I love the whole ham thing at Christmas. Despite the collective sigh of relief as we pick the last scraps from the end of the ham bag, it’s a family tradition I intend to keep up. The ritual starts  when I collect my pre-ordered whole-ham-on-the-bone from Bill, the Gipp St butcher. He sells Murellan pork (no sow stalls) and he prepares hundreds of hams every year. I also buy Harriet’s Glaze. It seems lazy not to make my own but Harriet’s a friend, a fabulous cook, and I’ve been hooked on her marmalade/star anise mix since she gave me some from the very first batch she produced.

Harriet left Wellington for Perth a few weeks ago. She sold her recipe to another caterer but she left me her Sabatier ham knife. I used it to carve this year’s ham, which was served warm from the oven with jersey bennies, slow roasted tomatoes, green salad and a dollop of garlicky mayonnaise. It’s always the same. Our warm glazed ham on Christmas Eve marks the start of the festive season.

On Boxing Day I attack it again, cutting it off the bone in two or three pieces so it can be more easily packed into the small chest fridge on our boat. (Our neighbour’s jack russell gets the bone, which is at least as big as the dog.)
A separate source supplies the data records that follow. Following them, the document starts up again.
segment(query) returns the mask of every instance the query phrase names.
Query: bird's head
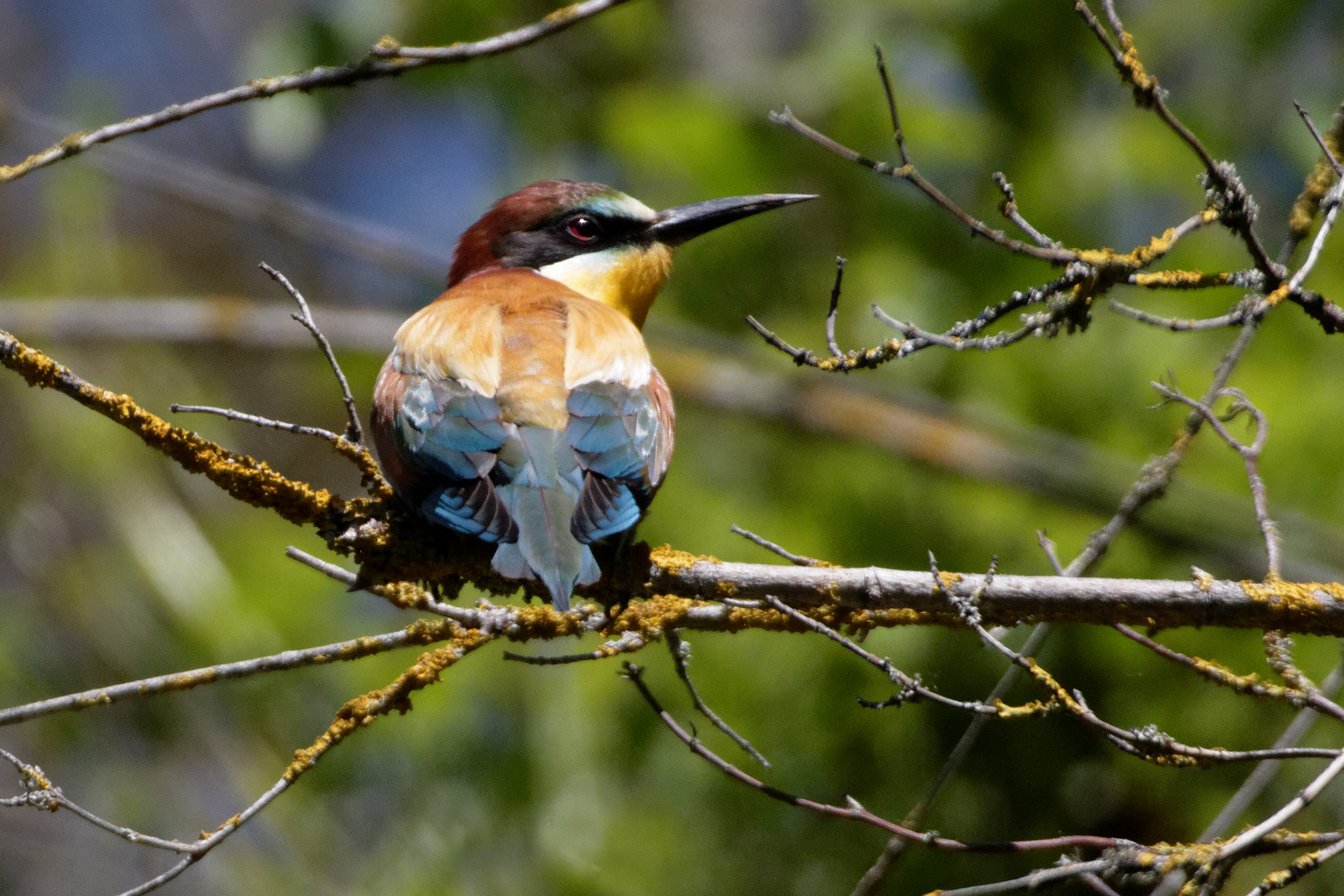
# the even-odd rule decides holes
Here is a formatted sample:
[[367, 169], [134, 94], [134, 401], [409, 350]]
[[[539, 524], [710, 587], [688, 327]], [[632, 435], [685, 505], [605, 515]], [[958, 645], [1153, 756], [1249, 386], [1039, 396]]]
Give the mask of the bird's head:
[[672, 269], [673, 247], [805, 199], [816, 196], [734, 196], [656, 212], [603, 184], [543, 180], [499, 200], [462, 234], [448, 285], [484, 270], [534, 267], [644, 326]]

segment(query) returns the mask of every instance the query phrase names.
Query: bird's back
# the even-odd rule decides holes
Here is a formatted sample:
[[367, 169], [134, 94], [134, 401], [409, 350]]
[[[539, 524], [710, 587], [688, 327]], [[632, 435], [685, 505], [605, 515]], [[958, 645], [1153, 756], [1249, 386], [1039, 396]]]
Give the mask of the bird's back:
[[477, 274], [396, 334], [375, 391], [388, 478], [427, 519], [499, 545], [559, 607], [601, 572], [671, 455], [672, 406], [634, 325], [531, 270]]

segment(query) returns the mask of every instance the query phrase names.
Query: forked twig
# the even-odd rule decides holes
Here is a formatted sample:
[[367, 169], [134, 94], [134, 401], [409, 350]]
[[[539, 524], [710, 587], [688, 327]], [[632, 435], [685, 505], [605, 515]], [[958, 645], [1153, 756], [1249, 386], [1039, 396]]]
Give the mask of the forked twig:
[[304, 329], [313, 334], [317, 341], [317, 348], [323, 351], [327, 356], [327, 363], [331, 364], [332, 373], [336, 375], [336, 382], [340, 384], [341, 400], [345, 402], [345, 415], [349, 418], [349, 423], [345, 426], [345, 438], [355, 445], [363, 445], [364, 442], [364, 429], [359, 424], [359, 410], [355, 407], [355, 396], [351, 395], [349, 382], [345, 379], [345, 371], [340, 368], [340, 363], [336, 360], [336, 352], [332, 351], [332, 344], [327, 341], [327, 337], [317, 328], [317, 322], [313, 320], [313, 313], [308, 310], [308, 302], [304, 301], [302, 294], [294, 289], [294, 285], [289, 282], [289, 278], [281, 274], [278, 270], [262, 262], [258, 265], [266, 275], [273, 281], [280, 283], [286, 293], [289, 293], [296, 302], [298, 302], [298, 314], [290, 314], [296, 321], [298, 321]]
[[708, 704], [700, 697], [700, 692], [695, 689], [695, 684], [691, 681], [691, 670], [687, 669], [687, 660], [691, 658], [691, 645], [681, 639], [681, 635], [676, 633], [675, 629], [668, 629], [663, 633], [663, 637], [668, 642], [668, 653], [672, 654], [672, 666], [676, 669], [677, 678], [685, 685], [687, 693], [691, 695], [691, 703], [700, 712], [702, 716], [710, 720], [715, 728], [726, 733], [732, 743], [742, 748], [749, 756], [759, 762], [766, 768], [770, 767], [770, 760], [761, 755], [761, 752], [751, 746], [751, 742], [734, 731], [728, 723], [723, 721], [716, 712], [710, 709]]

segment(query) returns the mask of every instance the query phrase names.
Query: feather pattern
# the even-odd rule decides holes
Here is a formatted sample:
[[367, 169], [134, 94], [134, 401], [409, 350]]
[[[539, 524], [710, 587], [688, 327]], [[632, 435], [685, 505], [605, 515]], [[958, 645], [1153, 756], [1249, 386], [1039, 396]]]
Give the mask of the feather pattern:
[[497, 545], [556, 609], [601, 576], [667, 473], [672, 403], [621, 312], [527, 269], [465, 278], [398, 332], [375, 390], [388, 480], [423, 516]]

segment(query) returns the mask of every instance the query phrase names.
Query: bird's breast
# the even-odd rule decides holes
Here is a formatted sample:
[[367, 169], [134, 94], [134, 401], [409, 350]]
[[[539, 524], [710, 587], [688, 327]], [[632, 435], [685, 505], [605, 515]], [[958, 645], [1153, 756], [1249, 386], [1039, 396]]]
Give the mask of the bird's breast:
[[586, 383], [642, 388], [652, 372], [622, 313], [531, 270], [462, 281], [396, 333], [399, 373], [456, 379], [499, 402], [507, 423], [563, 430], [566, 400]]

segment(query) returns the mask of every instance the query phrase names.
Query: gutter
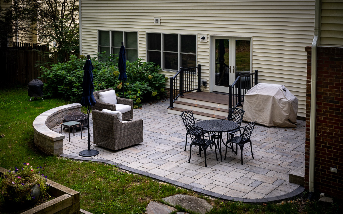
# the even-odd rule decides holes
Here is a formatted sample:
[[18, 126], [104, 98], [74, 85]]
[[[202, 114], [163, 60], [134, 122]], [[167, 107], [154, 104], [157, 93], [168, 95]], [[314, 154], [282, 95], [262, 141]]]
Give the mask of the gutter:
[[81, 4], [82, 3], [82, 0], [79, 0], [79, 42], [80, 46], [80, 55], [82, 54], [82, 18], [81, 17], [81, 11], [82, 7]]
[[316, 115], [317, 80], [317, 46], [319, 43], [320, 0], [316, 0], [315, 33], [312, 42], [311, 61], [311, 108], [310, 116], [310, 166], [309, 188], [315, 191], [315, 152], [316, 143]]

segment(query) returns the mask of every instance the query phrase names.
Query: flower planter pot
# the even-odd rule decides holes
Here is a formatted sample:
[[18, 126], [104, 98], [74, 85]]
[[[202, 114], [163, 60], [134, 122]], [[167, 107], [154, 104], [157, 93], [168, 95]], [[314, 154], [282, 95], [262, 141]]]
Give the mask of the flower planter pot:
[[[0, 174], [8, 172], [7, 169], [0, 167]], [[55, 198], [25, 211], [22, 214], [81, 213], [79, 192], [48, 179], [46, 184], [50, 186], [49, 194]]]

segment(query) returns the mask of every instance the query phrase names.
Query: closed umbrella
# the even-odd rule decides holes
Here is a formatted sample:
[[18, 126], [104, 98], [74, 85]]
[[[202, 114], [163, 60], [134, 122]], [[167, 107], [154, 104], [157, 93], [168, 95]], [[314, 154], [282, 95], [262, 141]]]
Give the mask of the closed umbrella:
[[118, 79], [122, 80], [122, 87], [123, 88], [123, 98], [124, 98], [124, 81], [127, 79], [126, 76], [126, 57], [125, 47], [124, 46], [124, 42], [121, 42], [121, 46], [119, 50], [119, 60], [118, 66], [119, 67], [119, 77]]
[[89, 107], [94, 105], [96, 103], [95, 99], [93, 96], [94, 90], [94, 85], [93, 83], [93, 72], [94, 67], [92, 64], [90, 59], [91, 56], [87, 55], [87, 60], [83, 66], [83, 82], [82, 86], [83, 94], [81, 100], [81, 105], [82, 106], [87, 106], [87, 115], [88, 116], [88, 149], [84, 150], [79, 153], [79, 155], [84, 157], [94, 156], [99, 154], [99, 151], [94, 149], [91, 149], [91, 135], [89, 133]]

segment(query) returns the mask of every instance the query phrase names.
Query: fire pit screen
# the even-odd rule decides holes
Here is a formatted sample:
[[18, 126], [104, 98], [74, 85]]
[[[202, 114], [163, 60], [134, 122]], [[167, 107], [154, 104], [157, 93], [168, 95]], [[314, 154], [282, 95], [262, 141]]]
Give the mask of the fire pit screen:
[[[85, 127], [88, 128], [88, 122], [87, 121], [87, 115], [80, 112], [75, 112], [67, 114], [63, 117], [63, 122], [68, 121], [77, 121], [81, 123], [81, 127], [78, 125], [75, 128], [76, 129], [82, 128]], [[67, 128], [63, 126], [63, 128]]]

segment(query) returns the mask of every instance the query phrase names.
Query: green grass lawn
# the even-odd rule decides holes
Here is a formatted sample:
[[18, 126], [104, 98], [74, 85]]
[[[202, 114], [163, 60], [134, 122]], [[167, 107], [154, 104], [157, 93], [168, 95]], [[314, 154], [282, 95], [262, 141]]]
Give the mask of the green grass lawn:
[[[40, 98], [30, 102], [29, 99], [26, 87], [0, 89], [0, 166], [10, 169], [27, 162], [34, 167], [41, 166], [48, 179], [80, 192], [81, 208], [94, 214], [140, 214], [150, 201], [161, 201], [177, 193], [205, 198], [214, 206], [208, 213], [211, 214], [339, 213], [342, 210], [341, 207], [338, 210], [341, 204], [336, 203], [307, 201], [305, 194], [292, 201], [263, 204], [211, 199], [115, 166], [47, 156], [34, 145], [32, 122], [39, 114], [70, 103], [60, 99], [43, 101]], [[0, 202], [0, 207], [5, 205]]]

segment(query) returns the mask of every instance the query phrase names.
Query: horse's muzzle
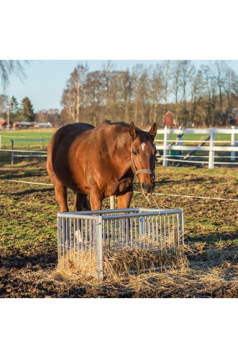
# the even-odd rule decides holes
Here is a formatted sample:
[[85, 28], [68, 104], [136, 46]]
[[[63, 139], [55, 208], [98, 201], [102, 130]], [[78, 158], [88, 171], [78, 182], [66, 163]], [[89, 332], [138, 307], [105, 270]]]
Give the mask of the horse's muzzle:
[[145, 182], [141, 183], [141, 188], [145, 191], [146, 191], [148, 194], [151, 194], [155, 188], [155, 183], [153, 182], [151, 184], [148, 184]]

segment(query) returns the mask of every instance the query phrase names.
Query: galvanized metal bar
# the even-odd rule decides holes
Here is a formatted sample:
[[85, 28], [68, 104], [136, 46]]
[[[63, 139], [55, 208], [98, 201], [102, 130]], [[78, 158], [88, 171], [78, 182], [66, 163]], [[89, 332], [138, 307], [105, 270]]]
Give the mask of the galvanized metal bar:
[[62, 219], [58, 217], [58, 260], [59, 261], [62, 258], [62, 237], [61, 237], [61, 223]]
[[96, 218], [96, 241], [97, 241], [97, 277], [98, 279], [103, 278], [103, 235], [102, 217]]

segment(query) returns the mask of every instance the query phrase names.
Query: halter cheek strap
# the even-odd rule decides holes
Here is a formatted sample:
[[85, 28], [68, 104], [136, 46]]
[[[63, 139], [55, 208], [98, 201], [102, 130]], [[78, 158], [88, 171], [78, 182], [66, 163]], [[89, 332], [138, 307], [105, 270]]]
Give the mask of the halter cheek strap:
[[138, 174], [140, 174], [141, 173], [148, 173], [149, 174], [150, 174], [151, 175], [152, 175], [153, 177], [154, 178], [155, 177], [155, 174], [154, 171], [152, 171], [152, 170], [150, 170], [149, 169], [140, 169], [140, 170], [136, 170], [135, 163], [134, 163], [133, 154], [132, 151], [132, 144], [131, 145], [131, 163], [132, 164], [132, 166], [135, 171], [135, 175], [138, 175]]

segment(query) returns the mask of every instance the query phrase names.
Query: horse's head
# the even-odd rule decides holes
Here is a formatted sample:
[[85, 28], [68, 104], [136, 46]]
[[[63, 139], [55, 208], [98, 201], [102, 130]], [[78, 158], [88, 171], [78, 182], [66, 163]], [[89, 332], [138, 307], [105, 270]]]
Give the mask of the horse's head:
[[131, 144], [131, 167], [145, 191], [152, 192], [155, 187], [155, 167], [156, 148], [154, 139], [157, 133], [156, 123], [149, 132], [141, 130], [132, 122], [130, 133], [132, 139]]

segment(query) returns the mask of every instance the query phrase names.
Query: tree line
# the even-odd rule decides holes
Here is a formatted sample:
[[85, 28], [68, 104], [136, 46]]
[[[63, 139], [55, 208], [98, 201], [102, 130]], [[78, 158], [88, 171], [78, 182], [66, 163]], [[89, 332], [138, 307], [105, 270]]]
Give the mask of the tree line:
[[238, 76], [226, 61], [197, 69], [188, 60], [165, 60], [150, 66], [138, 63], [126, 71], [109, 61], [94, 71], [79, 63], [61, 105], [65, 123], [95, 125], [111, 119], [162, 126], [169, 110], [178, 125], [227, 125], [238, 106]]
[[19, 104], [14, 96], [9, 101], [5, 95], [0, 95], [0, 116], [7, 118], [6, 105], [10, 105], [10, 122], [34, 122], [35, 114], [34, 108], [28, 97], [25, 97]]

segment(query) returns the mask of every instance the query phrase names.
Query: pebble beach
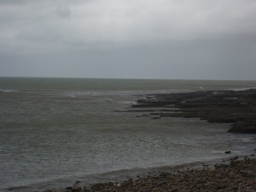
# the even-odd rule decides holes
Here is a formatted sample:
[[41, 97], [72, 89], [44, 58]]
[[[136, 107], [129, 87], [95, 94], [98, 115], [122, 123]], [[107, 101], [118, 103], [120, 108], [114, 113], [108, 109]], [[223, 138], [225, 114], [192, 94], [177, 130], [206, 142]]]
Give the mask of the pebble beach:
[[149, 172], [145, 177], [130, 177], [115, 183], [110, 181], [83, 186], [77, 181], [74, 186], [62, 190], [51, 189], [46, 192], [256, 191], [256, 159], [254, 155], [235, 157], [223, 163], [211, 166], [203, 164], [196, 169]]

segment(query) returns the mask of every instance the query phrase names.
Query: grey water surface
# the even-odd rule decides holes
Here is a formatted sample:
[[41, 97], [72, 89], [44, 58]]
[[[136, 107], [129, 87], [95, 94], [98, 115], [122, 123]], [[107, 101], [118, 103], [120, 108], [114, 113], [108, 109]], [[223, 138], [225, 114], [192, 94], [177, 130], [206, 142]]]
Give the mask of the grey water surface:
[[255, 135], [228, 133], [229, 124], [114, 111], [131, 109], [144, 94], [255, 87], [255, 81], [0, 77], [0, 190], [118, 180], [253, 153]]

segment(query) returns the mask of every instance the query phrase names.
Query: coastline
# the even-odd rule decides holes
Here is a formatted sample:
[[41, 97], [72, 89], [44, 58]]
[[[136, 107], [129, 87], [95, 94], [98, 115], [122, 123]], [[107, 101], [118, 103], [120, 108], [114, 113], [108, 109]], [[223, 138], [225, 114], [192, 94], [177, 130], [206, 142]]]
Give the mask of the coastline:
[[199, 118], [209, 123], [232, 123], [229, 132], [256, 133], [256, 89], [144, 96], [146, 99], [137, 100], [138, 104], [131, 106], [140, 109], [116, 111], [151, 112], [136, 116], [153, 116], [152, 118], [156, 119]]
[[78, 181], [74, 185], [62, 189], [44, 191], [255, 191], [255, 156], [253, 154], [249, 157], [235, 157], [211, 166], [204, 164], [196, 168], [156, 173], [149, 172], [145, 177], [134, 176], [119, 182], [110, 181], [83, 185], [79, 185]]
[[[138, 104], [132, 106], [140, 109], [116, 111], [153, 112], [136, 116], [147, 116], [154, 119], [163, 117], [200, 117], [209, 123], [233, 123], [228, 132], [256, 133], [256, 89], [145, 96], [146, 99], [138, 100]], [[75, 185], [65, 189], [45, 191], [256, 191], [255, 155], [250, 154], [249, 158], [235, 156], [212, 166], [204, 164], [202, 167], [195, 169], [160, 173], [149, 172], [145, 176], [134, 176], [114, 183], [110, 181], [80, 186], [78, 181]]]

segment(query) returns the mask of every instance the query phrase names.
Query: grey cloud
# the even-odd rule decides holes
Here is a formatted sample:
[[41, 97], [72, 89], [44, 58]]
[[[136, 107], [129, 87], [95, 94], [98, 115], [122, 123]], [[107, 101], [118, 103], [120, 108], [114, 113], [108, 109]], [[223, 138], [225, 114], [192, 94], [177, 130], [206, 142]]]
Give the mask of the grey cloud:
[[68, 17], [70, 16], [71, 12], [68, 7], [58, 6], [55, 10], [57, 15], [61, 17]]
[[255, 79], [254, 1], [12, 2], [0, 76]]

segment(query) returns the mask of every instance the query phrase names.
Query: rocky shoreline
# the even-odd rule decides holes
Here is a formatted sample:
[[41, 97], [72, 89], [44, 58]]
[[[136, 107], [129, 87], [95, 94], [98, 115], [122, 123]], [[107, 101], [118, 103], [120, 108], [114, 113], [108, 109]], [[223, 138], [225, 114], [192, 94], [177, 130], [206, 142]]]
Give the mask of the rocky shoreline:
[[[209, 123], [233, 124], [229, 132], [256, 133], [256, 89], [245, 91], [196, 91], [145, 95], [133, 108], [117, 112], [139, 112], [138, 117], [197, 117]], [[146, 112], [150, 112], [145, 114]], [[256, 150], [256, 149], [255, 149]], [[230, 151], [227, 151], [229, 154]], [[236, 156], [212, 166], [203, 164], [171, 172], [148, 172], [113, 183], [79, 185], [47, 192], [256, 192], [256, 159], [254, 154]]]
[[[252, 154], [251, 156], [254, 155]], [[171, 172], [149, 173], [144, 177], [129, 178], [119, 183], [111, 182], [79, 186], [79, 182], [62, 192], [256, 191], [256, 159], [235, 157], [227, 164], [217, 163], [212, 167]], [[239, 158], [240, 158], [239, 157]], [[53, 189], [48, 192], [60, 191]]]
[[256, 133], [256, 89], [145, 95], [126, 112], [151, 112], [137, 117], [197, 117], [209, 123], [231, 123], [228, 132]]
And then it’s ham every day in the Marlborough Sounds: either sandwiches on the deck or sliced and served with new potato salad; shredded into a creamy pasta sauce or combined with gruyere and cream as a filling for French toasted sandwiches – croque monsieur in the cockpit for lunch.

And then it’s all over – another year, another ham. Bon appétit and Happy New Year.